The output looks like this:

{
  "graph": {
    "nodes": [
      { "id": "123", "kinds": ["Person", "Base"], "properties": { "displayname": "bob", "property": "a", "objectid": "123", "name": "BOB" } },
      { "id": "234", "kinds": ["Person", "Base"], "properties": { "displayname": "alice", "property": "b", "objectid": "234", "name": "ALICE" } }
    ],
    "edges": [
      {
        "kind": "Knows",
        "start": { "value": "123", "match_by": "id" },
        "end":   { "value": "234", "match_by": "id" }
      }
    ]
  },
  "metadata": { "source_kind": "Base" }
}

After uploading this file through the BloodHound interface, the graph renders immediately:

Validating the ingestion in BloodHound

To support this, I always validate by round-tripping a small dataset into a local BloodHound CE instance before scaling up.

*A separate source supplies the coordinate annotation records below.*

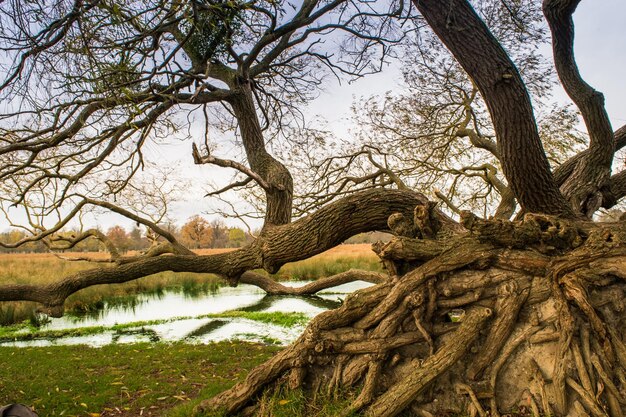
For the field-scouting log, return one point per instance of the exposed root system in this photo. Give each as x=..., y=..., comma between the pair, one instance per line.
x=511, y=317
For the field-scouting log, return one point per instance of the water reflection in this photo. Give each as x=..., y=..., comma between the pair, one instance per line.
x=184, y=321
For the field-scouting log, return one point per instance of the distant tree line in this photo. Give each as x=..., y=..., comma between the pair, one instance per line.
x=196, y=233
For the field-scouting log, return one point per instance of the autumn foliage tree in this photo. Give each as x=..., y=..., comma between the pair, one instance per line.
x=521, y=313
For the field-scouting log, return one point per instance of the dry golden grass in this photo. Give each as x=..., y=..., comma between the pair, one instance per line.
x=44, y=268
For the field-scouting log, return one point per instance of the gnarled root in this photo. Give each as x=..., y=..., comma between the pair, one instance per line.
x=477, y=327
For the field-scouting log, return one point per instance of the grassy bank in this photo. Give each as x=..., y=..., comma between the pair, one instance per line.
x=123, y=380
x=25, y=332
x=47, y=268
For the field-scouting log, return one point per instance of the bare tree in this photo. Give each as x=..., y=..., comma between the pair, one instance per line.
x=541, y=297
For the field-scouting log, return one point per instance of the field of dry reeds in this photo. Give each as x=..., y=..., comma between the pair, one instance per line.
x=42, y=268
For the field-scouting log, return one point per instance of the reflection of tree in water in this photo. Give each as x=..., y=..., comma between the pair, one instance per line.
x=268, y=301
x=206, y=328
x=151, y=333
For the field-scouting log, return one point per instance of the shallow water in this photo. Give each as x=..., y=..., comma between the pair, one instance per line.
x=185, y=322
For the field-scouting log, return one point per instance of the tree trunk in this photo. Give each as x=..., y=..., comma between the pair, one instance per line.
x=523, y=160
x=279, y=194
x=516, y=318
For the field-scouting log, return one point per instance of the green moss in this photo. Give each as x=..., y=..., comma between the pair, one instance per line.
x=24, y=331
x=278, y=318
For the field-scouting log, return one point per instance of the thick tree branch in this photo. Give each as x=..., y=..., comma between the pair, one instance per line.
x=583, y=187
x=524, y=162
x=275, y=288
x=306, y=237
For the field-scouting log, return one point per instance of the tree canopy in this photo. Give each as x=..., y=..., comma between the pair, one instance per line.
x=89, y=85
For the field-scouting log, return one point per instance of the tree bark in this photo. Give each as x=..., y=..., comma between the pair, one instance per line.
x=584, y=185
x=537, y=322
x=523, y=159
x=328, y=227
x=279, y=194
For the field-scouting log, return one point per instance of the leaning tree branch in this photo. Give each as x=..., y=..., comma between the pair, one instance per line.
x=593, y=171
x=329, y=226
x=275, y=288
x=463, y=32
x=227, y=163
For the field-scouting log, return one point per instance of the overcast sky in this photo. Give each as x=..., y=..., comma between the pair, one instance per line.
x=600, y=52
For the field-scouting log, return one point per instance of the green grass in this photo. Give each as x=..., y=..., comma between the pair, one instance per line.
x=26, y=331
x=45, y=269
x=135, y=379
x=281, y=402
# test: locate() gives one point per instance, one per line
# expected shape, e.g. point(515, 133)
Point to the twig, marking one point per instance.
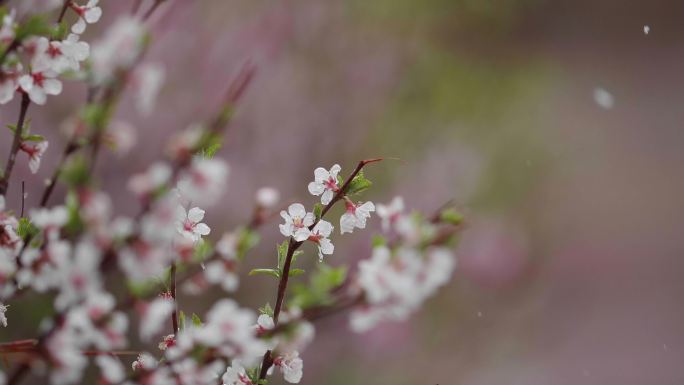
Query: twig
point(63, 11)
point(23, 197)
point(4, 182)
point(174, 314)
point(267, 360)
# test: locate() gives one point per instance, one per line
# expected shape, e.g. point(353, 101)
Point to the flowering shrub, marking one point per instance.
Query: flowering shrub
point(66, 250)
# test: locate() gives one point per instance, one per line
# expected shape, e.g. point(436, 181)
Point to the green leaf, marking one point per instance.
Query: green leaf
point(451, 216)
point(33, 138)
point(75, 224)
point(379, 240)
point(317, 291)
point(26, 229)
point(60, 31)
point(196, 320)
point(203, 249)
point(181, 320)
point(96, 116)
point(272, 272)
point(282, 253)
point(209, 145)
point(358, 184)
point(318, 211)
point(266, 309)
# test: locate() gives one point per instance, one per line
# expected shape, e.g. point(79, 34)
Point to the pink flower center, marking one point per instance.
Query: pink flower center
point(54, 51)
point(331, 184)
point(298, 222)
point(315, 238)
point(351, 207)
point(31, 151)
point(188, 225)
point(38, 78)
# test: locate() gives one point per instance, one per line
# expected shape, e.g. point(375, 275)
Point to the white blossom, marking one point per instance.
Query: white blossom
point(267, 197)
point(189, 223)
point(39, 84)
point(355, 216)
point(319, 235)
point(87, 14)
point(291, 366)
point(35, 152)
point(325, 183)
point(3, 316)
point(120, 48)
point(297, 222)
point(144, 361)
point(235, 375)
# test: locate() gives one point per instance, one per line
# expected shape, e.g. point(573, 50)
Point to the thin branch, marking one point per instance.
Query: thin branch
point(23, 198)
point(4, 182)
point(267, 360)
point(62, 13)
point(174, 314)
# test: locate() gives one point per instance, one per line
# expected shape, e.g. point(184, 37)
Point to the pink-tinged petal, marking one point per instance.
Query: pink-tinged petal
point(93, 15)
point(316, 188)
point(302, 234)
point(297, 210)
point(26, 83)
point(325, 246)
point(38, 96)
point(196, 214)
point(202, 229)
point(286, 216)
point(34, 164)
point(181, 214)
point(52, 86)
point(327, 197)
point(366, 207)
point(324, 228)
point(321, 175)
point(347, 222)
point(79, 26)
point(334, 170)
point(308, 219)
point(285, 229)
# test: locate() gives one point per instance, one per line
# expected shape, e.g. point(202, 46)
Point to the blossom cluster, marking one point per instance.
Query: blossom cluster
point(114, 278)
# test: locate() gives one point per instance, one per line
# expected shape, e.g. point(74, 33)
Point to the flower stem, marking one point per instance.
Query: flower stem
point(174, 314)
point(267, 360)
point(4, 181)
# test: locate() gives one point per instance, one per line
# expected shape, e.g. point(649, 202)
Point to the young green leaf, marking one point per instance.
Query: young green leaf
point(271, 272)
point(181, 320)
point(358, 184)
point(196, 321)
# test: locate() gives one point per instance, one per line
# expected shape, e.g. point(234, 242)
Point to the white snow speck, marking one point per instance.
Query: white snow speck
point(603, 98)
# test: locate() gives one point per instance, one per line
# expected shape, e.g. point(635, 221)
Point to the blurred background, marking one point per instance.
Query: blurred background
point(570, 268)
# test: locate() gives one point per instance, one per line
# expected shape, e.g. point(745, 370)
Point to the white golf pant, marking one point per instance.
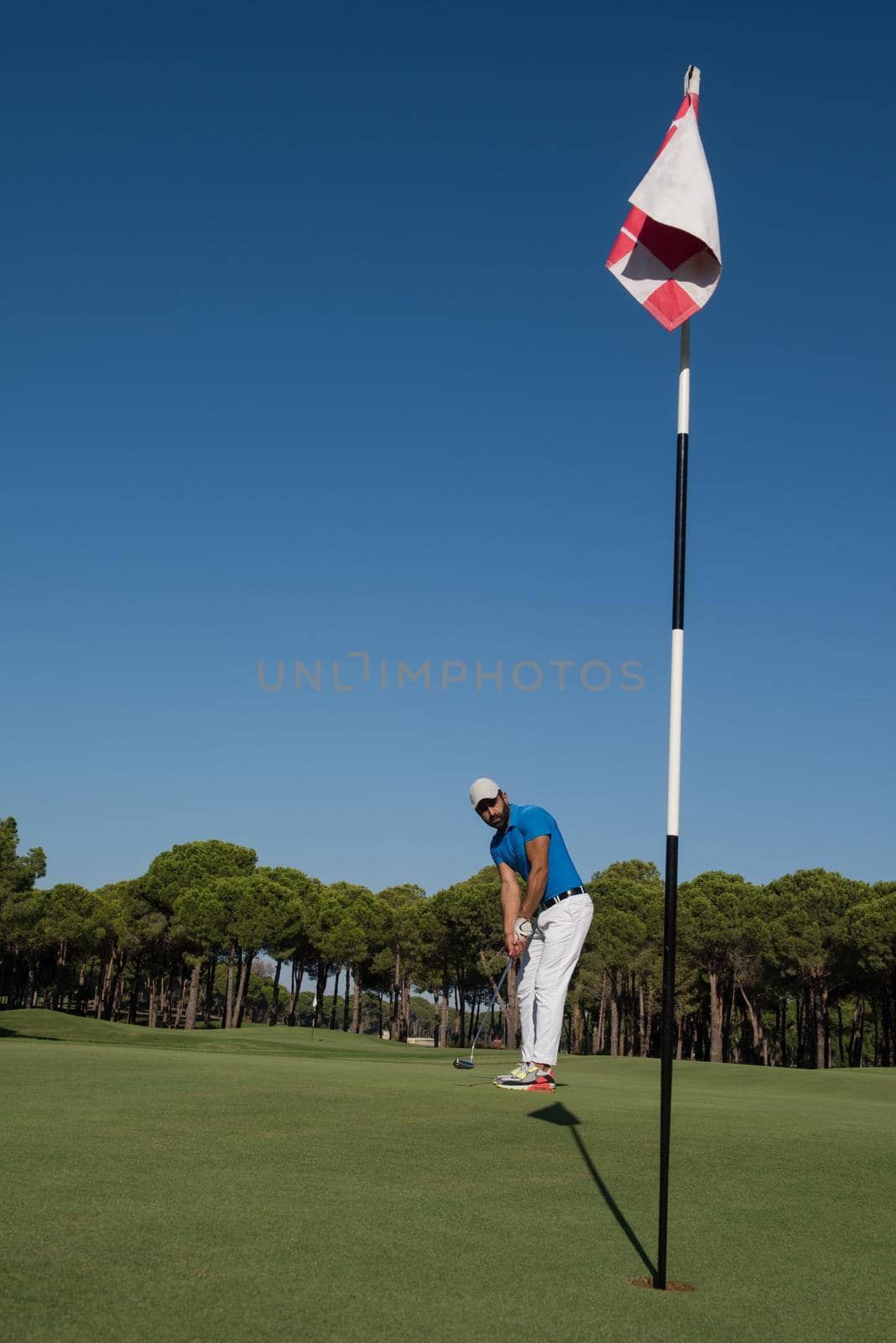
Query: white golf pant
point(544, 973)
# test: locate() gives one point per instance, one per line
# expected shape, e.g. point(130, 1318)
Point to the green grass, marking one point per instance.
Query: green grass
point(259, 1185)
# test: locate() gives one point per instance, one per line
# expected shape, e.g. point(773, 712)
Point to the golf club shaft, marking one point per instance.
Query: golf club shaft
point(497, 989)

The quickest way to confirm your data landed correctly is a Cypher query.

This query returns all Knows relationships in the graph:

MATCH p=()-[:Knows]-() RETURN p

If the query returns nothing, the most common causes are:

A mismatch between the kinds array and what BloodHound expects.
A missing objectid in properties — BloodHound uses this as a deduplication key.
Nested objects in properties — the schema only accepts flat primitives and arrays.

Once the shapes and properties are correct on a small dataset, scaling up to hundreds or thousands of nodes is safe.

Lessons learned - Extending the model

After using bhopengraph on several engagements, here are the patterns that worked best:

Use stable id values. UUIDs or deterministic hashes make re-ingestion idempotent. Avoid sequential integers — they will collide across separate imports.
Keep kinds short and meaningful. Two or three kinds per node is plenty. The first kind in the array drives the icon in the BloodHound UI.
Flatten all properties. No nested dictionaries. If you need structured data, serialise it as a string or split it into separate properties.
Tag your imports with metadata.source_kind. This lets you filter or delete an entire ingest later without touching other data.
Add custom icons for custom kinds. BloodHound supports custom icons that make non-standard node types immediately recognisable in the graph view.